The author of Bun, a JavaScript and TypeScript transpiler, bundler, and package manager, has rewritten the project in Rust using Anthropic's Claude Fable model. The rewrite aimed to improve stability and prevent memory leaks, which were issues in the original Zig implementation. The author used a combination of mechanical porting, adversarial review, and testing to ensure the new Rust codebase was correct and maintainable. The rewrite took 11 days and resulted in a 20% reduction in binary size and a 5% improvement in performance.

Main themes

  • Rewriting code in Rust
  • LLM-assisted coding
  • Code maintainability
  • Language choice and tradeoffs
  • Stability and performance improvements

What commenters say

  • The rewrite of Bun in Rust using an LLM is a significant achievement, but its maintainability and long-term viability are uncertain.
  • The use of LLMs in coding can lead to 'vibe-coded' projects that may not be maintainable in the classical sense, but can still be successful and profitable.
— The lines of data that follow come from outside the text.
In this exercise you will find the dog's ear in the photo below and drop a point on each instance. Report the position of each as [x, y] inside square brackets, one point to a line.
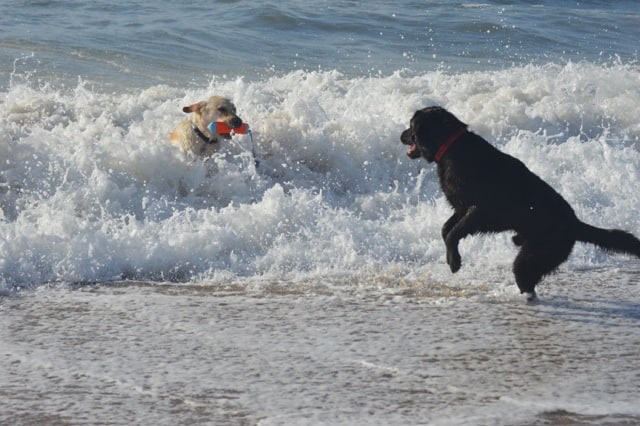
[194, 108]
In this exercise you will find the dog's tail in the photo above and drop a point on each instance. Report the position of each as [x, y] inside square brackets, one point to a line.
[614, 240]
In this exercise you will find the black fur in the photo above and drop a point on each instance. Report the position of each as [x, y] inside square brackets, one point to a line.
[491, 191]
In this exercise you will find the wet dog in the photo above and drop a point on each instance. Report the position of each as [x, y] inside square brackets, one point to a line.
[491, 192]
[192, 135]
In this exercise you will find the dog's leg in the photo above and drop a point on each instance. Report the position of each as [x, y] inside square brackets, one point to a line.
[466, 225]
[537, 259]
[450, 223]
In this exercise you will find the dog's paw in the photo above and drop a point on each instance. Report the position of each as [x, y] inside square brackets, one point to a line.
[518, 240]
[454, 260]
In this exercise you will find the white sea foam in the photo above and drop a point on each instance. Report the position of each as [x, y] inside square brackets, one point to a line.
[92, 191]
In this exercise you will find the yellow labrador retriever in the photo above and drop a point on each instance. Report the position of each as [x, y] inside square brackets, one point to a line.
[192, 135]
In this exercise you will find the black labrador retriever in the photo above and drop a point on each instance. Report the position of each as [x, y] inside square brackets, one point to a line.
[491, 191]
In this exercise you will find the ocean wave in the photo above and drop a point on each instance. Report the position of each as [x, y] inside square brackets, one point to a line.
[90, 189]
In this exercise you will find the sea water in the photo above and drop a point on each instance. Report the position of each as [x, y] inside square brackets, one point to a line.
[140, 285]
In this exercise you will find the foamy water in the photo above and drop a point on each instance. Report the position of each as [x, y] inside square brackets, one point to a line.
[93, 192]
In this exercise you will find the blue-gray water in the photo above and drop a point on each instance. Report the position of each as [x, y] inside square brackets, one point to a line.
[141, 43]
[141, 286]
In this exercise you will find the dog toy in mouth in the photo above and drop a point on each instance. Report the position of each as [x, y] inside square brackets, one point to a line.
[222, 128]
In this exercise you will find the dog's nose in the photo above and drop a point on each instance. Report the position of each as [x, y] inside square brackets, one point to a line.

  • The definition of 'maintainable' code is subjective and can vary depending on the team, project, and goals, with some considering LLM-generated code to be maintainable if it can be fixed and updated by the LLM.
  • The success of the Bun rewrite is not solely due to the LLM, but also the result of careful planning, testing, and review processes.
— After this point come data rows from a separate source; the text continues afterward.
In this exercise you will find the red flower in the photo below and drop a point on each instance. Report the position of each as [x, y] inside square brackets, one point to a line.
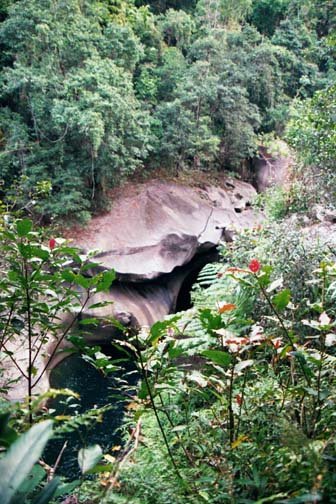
[239, 399]
[254, 266]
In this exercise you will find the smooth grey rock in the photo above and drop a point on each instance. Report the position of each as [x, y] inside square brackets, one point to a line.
[163, 225]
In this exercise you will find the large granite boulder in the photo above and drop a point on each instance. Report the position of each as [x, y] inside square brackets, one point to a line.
[162, 225]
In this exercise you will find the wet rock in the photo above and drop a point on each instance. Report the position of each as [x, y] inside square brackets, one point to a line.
[163, 225]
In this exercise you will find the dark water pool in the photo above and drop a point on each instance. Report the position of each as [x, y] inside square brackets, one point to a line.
[95, 390]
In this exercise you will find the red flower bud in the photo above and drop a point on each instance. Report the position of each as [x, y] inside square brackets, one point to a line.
[254, 266]
[239, 399]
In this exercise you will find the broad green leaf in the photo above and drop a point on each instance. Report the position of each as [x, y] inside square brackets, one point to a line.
[48, 492]
[21, 457]
[34, 478]
[39, 252]
[197, 377]
[89, 321]
[24, 227]
[218, 357]
[159, 329]
[7, 434]
[282, 299]
[89, 457]
[243, 364]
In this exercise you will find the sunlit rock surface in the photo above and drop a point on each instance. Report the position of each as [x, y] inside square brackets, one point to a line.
[162, 225]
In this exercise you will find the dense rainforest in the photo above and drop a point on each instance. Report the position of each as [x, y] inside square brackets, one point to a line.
[93, 91]
[233, 399]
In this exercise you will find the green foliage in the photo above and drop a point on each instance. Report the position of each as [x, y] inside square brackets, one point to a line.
[75, 101]
[18, 462]
[252, 417]
[92, 91]
[312, 129]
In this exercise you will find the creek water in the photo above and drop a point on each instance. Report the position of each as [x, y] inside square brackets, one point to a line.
[95, 390]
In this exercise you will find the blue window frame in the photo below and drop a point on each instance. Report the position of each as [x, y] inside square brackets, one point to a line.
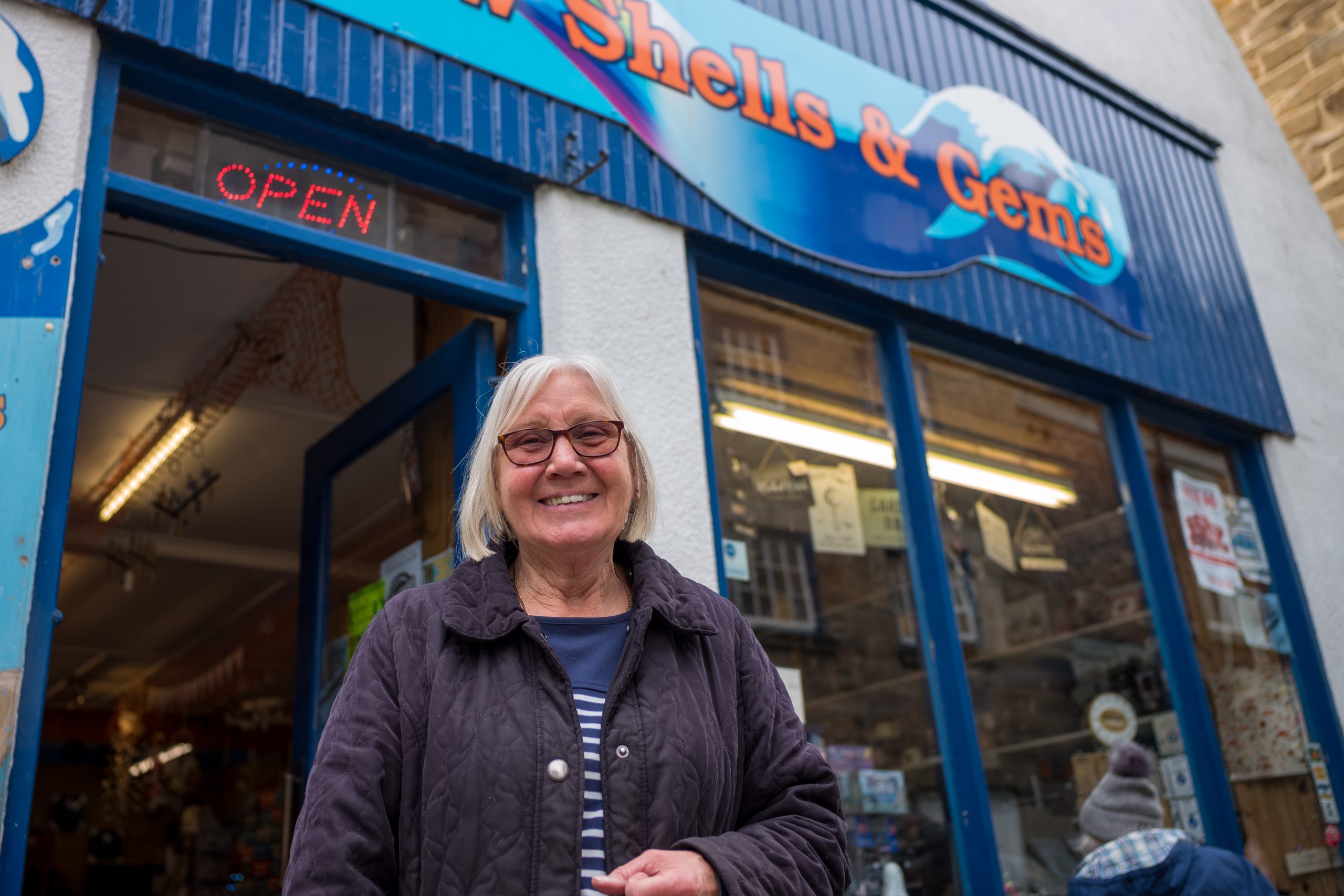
[303, 123]
[964, 774]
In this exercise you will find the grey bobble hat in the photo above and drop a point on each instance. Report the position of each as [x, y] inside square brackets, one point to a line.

  • The choice of programming language, such as Rust or Zig, can have significant implications for project stability, performance, and maintainability.
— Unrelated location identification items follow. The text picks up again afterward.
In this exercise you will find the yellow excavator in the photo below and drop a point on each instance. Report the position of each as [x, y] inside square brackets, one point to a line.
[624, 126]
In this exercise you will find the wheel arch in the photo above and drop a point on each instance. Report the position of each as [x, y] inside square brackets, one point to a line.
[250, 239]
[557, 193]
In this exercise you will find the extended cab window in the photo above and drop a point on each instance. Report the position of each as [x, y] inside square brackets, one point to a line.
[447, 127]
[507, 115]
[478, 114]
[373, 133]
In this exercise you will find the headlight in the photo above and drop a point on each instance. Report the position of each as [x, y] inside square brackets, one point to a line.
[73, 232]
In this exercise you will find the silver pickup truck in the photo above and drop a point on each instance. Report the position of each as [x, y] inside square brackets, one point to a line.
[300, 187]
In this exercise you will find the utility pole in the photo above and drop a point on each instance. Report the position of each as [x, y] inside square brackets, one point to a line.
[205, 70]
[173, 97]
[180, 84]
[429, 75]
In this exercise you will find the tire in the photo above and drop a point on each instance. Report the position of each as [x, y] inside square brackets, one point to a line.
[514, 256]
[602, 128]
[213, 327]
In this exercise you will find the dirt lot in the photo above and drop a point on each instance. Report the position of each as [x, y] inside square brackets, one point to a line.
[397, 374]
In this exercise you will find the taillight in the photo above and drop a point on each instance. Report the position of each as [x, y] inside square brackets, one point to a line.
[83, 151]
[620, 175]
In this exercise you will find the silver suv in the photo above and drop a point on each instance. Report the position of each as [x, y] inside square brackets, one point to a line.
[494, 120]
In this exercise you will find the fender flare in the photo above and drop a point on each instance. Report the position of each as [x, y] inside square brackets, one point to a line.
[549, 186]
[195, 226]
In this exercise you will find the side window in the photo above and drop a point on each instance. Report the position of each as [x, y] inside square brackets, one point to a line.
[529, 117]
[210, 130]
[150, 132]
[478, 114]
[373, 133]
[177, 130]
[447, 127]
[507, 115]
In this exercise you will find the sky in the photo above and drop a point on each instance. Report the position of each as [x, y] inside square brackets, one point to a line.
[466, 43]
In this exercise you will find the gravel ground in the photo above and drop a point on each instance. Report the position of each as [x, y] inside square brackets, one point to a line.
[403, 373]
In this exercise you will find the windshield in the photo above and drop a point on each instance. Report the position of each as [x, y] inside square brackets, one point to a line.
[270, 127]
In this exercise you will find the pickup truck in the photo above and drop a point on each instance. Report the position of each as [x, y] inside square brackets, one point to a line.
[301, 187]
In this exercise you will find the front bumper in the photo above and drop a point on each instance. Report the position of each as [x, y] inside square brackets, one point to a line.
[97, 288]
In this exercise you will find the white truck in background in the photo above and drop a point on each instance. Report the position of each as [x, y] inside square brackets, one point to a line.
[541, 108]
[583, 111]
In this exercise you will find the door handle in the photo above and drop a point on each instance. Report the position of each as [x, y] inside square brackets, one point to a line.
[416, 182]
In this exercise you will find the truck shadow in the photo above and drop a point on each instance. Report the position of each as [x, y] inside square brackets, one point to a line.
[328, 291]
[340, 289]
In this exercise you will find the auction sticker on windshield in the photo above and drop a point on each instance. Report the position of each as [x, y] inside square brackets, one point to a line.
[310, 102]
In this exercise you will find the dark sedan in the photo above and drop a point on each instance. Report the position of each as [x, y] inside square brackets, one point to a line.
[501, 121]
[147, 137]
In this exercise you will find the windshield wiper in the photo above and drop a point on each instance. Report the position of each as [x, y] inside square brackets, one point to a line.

  • The use of LLMs in coding raises questions about the role of human developers and the potential for 'throwing tokens' at problems rather than addressing underlying issues.
  • The rewrite of Bun in Rust has improved its stability and performance, but its impact on the Zig community and the broader programming language ecosystem is still to be seen.
  • The article and subsequent discussion highlight the need for clear definitions and metrics for evaluating code maintainability and the effectiveness of LLM-assisted coding practices.